Singin’ in the Rain is considered by many to be the greatest Hollywood musical of all time. When asked to cite the single most archetypal Hollywood movie musical of the last 100 years, most would cite Gene Kelly and Stanley Donen's lavish film. Contemporary films like La La Land cite it as inspiration and seek to revive its wholesome charms for modern audiences. In order to understand Singin' in the Rain and its place in American film history, one must also delve into the history of the movie musical.
As Singin' in the Rain expertly shows, the invention of the talking picture made way not only for movies with recorded dialogue, but also the movie musical, which blended vaudeville traditions with movie magic. The Jazz Singer, starring Al Jolson and centered around a young jazz singer, is referenced in Singin' in the Rain, and can, in some ways, be called not only the first talkie, but the first movie musical. The form would not truly take off, however, until the 1930s. Many historians connect the rise of the movie musical in the 1930s to the Great Depression, during which audiences were desperate for a dose of optimism. An article in Rewire by Katie Moritz quotes the film historian Nancy West as saying, "Musicals presented an ideal genre for the escape because it made people leave the gloom and doom of poverty behind and see films that depicted people in joyous movement but had very lavish surroundings.” The heightened, over-the-top nature of movie musicals served as a kind of anti-depressant for the masses.

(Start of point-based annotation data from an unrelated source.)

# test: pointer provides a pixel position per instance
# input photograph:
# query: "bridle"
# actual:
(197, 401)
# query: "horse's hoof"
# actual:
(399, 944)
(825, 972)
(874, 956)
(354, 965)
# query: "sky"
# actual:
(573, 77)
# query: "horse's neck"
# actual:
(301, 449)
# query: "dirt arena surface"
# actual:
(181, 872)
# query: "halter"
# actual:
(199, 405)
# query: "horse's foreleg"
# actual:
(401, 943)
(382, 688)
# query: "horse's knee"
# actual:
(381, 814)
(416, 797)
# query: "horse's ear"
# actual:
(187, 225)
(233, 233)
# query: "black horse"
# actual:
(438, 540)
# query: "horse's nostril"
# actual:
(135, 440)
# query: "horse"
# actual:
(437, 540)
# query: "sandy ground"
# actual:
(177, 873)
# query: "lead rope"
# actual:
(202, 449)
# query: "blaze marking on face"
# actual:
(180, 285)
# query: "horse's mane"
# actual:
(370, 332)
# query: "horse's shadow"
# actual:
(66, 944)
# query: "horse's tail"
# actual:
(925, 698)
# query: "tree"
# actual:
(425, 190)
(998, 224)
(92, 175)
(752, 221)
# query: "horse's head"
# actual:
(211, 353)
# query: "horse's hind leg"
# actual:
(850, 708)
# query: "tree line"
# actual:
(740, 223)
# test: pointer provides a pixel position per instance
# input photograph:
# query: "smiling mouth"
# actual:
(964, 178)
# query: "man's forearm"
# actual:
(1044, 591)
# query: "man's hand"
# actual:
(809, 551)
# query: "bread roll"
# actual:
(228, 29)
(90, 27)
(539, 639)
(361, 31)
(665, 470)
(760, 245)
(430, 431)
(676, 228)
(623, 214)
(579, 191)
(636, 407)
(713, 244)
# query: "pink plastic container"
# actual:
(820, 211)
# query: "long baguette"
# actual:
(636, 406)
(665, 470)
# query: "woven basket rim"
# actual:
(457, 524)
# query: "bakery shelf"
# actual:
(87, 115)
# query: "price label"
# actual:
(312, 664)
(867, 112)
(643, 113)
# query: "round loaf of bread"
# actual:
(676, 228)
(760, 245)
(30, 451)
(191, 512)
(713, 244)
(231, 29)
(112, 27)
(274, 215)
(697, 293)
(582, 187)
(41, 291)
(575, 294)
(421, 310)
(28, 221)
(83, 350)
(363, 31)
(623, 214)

The movie musical subsequently waned in popularity, before coming back after WWII with a newfound vigor. With the invention of Technicolor in the 1950s, Gene Kelly, star of Singin' in the Rain, helped to revive the changing film genre. The genre, however, would never quite reach the heights it had reached in the 1930s, widely considered the "golden age" of the movie musical. By the 1960s, interest in musicals had dwindled, and its appeal has ebbed and flowed ever since. At the center of the musical genre is its investment in the tension between illusion and reality, a theme that is intrinsic to Singin' in the Rain. New Yorker film critic Richard Brody puts the movie musical on the opposite end of the spectrum from film noir, writing, "At the opposite pole [from noir] is the musical, which begins in the realm of the symbolic, because the genius who created the classic musical, Busby Berkeley, built the genre on the tension between artifice and authenticity."